TokenStack: A Heterogeneous HBM-PIM Architecture and Runtime for Efficient LLM Inference

Large language model (LLM) serving is now limited by the key-value (KV) cache. During decode, each new token rereads prior KV state, so attention becomes a bandwidth- and capacity-heavy memory task. HBM-PIM helps by moving attention closer to memory, but current stack organizations still waste resources. In practice, only hot KV blocks benefit from near-memory compute. Weights, activations, and cold KV mainly need dense storage and GPU-visible bandwidth.

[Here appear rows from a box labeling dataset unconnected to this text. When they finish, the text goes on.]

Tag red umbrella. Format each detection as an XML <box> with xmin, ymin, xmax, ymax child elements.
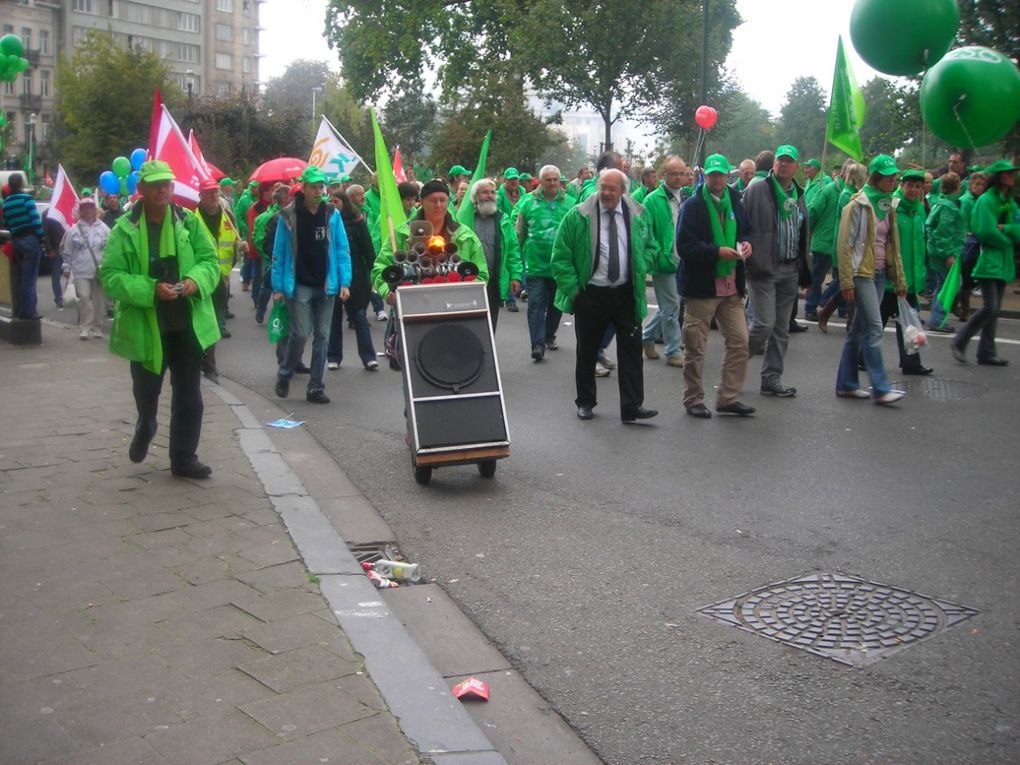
<box><xmin>248</xmin><ymin>157</ymin><xmax>308</xmax><ymax>184</ymax></box>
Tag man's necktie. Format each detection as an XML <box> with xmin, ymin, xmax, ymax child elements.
<box><xmin>608</xmin><ymin>210</ymin><xmax>620</xmax><ymax>285</ymax></box>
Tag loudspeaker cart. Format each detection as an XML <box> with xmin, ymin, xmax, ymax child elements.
<box><xmin>396</xmin><ymin>282</ymin><xmax>510</xmax><ymax>485</ymax></box>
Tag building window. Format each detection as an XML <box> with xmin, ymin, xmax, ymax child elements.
<box><xmin>177</xmin><ymin>13</ymin><xmax>200</xmax><ymax>32</ymax></box>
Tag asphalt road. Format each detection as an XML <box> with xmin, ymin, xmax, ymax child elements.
<box><xmin>207</xmin><ymin>279</ymin><xmax>1020</xmax><ymax>765</ymax></box>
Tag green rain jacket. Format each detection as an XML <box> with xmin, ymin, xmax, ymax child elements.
<box><xmin>516</xmin><ymin>187</ymin><xmax>574</xmax><ymax>278</ymax></box>
<box><xmin>372</xmin><ymin>213</ymin><xmax>489</xmax><ymax>298</ymax></box>
<box><xmin>631</xmin><ymin>183</ymin><xmax>679</xmax><ymax>274</ymax></box>
<box><xmin>99</xmin><ymin>203</ymin><xmax>220</xmax><ymax>374</ymax></box>
<box><xmin>885</xmin><ymin>189</ymin><xmax>927</xmax><ymax>295</ymax></box>
<box><xmin>554</xmin><ymin>196</ymin><xmax>655</xmax><ymax>324</ymax></box>
<box><xmin>924</xmin><ymin>194</ymin><xmax>967</xmax><ymax>273</ymax></box>
<box><xmin>970</xmin><ymin>189</ymin><xmax>1020</xmax><ymax>282</ymax></box>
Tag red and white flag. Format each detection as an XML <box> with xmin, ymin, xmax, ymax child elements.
<box><xmin>46</xmin><ymin>164</ymin><xmax>78</xmax><ymax>231</ymax></box>
<box><xmin>149</xmin><ymin>91</ymin><xmax>209</xmax><ymax>210</ymax></box>
<box><xmin>393</xmin><ymin>146</ymin><xmax>407</xmax><ymax>184</ymax></box>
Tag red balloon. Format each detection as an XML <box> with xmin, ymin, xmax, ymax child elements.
<box><xmin>695</xmin><ymin>105</ymin><xmax>719</xmax><ymax>131</ymax></box>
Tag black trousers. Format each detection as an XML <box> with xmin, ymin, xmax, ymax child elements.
<box><xmin>131</xmin><ymin>327</ymin><xmax>204</xmax><ymax>465</ymax></box>
<box><xmin>574</xmin><ymin>284</ymin><xmax>645</xmax><ymax>417</ymax></box>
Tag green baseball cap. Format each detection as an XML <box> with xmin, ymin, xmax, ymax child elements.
<box><xmin>298</xmin><ymin>164</ymin><xmax>325</xmax><ymax>184</ymax></box>
<box><xmin>868</xmin><ymin>154</ymin><xmax>901</xmax><ymax>177</ymax></box>
<box><xmin>775</xmin><ymin>144</ymin><xmax>801</xmax><ymax>161</ymax></box>
<box><xmin>705</xmin><ymin>154</ymin><xmax>733</xmax><ymax>175</ymax></box>
<box><xmin>138</xmin><ymin>159</ymin><xmax>176</xmax><ymax>184</ymax></box>
<box><xmin>983</xmin><ymin>159</ymin><xmax>1020</xmax><ymax>175</ymax></box>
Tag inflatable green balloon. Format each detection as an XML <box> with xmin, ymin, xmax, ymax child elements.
<box><xmin>0</xmin><ymin>35</ymin><xmax>24</xmax><ymax>58</ymax></box>
<box><xmin>921</xmin><ymin>46</ymin><xmax>1020</xmax><ymax>148</ymax></box>
<box><xmin>850</xmin><ymin>0</ymin><xmax>960</xmax><ymax>77</ymax></box>
<box><xmin>110</xmin><ymin>157</ymin><xmax>131</xmax><ymax>179</ymax></box>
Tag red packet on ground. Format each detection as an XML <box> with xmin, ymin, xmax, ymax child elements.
<box><xmin>453</xmin><ymin>677</ymin><xmax>489</xmax><ymax>701</ymax></box>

A uniform HBM-PIM stack makes all layers pay for PIM logic, while a dedicated-PIM design such as AttAcc recovers capacity but shrinks the HBM bandwidth left for GPU-side work. We propose TokenStack, a vertically heterogeneous HBM-PIM architecture for KV-centric LLM serving that leverages HBM4's logic-die substrate. TokenStack separates each stack into dense capacity layers and PIM-enabled compute layers, then uses the logic base die as a stack-local control point that manages cross-layer movement without host-side overhead. The base-die controller handles cross-layer DMA, layered address translation, attention-side gather/broadcast coordination, and inline quantization during migration. On top of this hardware, TokenStack uses topology-aware KV placement, workload-aware eviction, and bounded replication to keep hot KV near PIM compute while moving colder state to dense layers. Using production-derived traces across four models, completed multi-QPS runs show that TokenStack increases geometric-mean token throughput by 1.62x and SLO-compliant serving capacity by 1.70x over AttAcc, and reduces per-token energy by 30-47%.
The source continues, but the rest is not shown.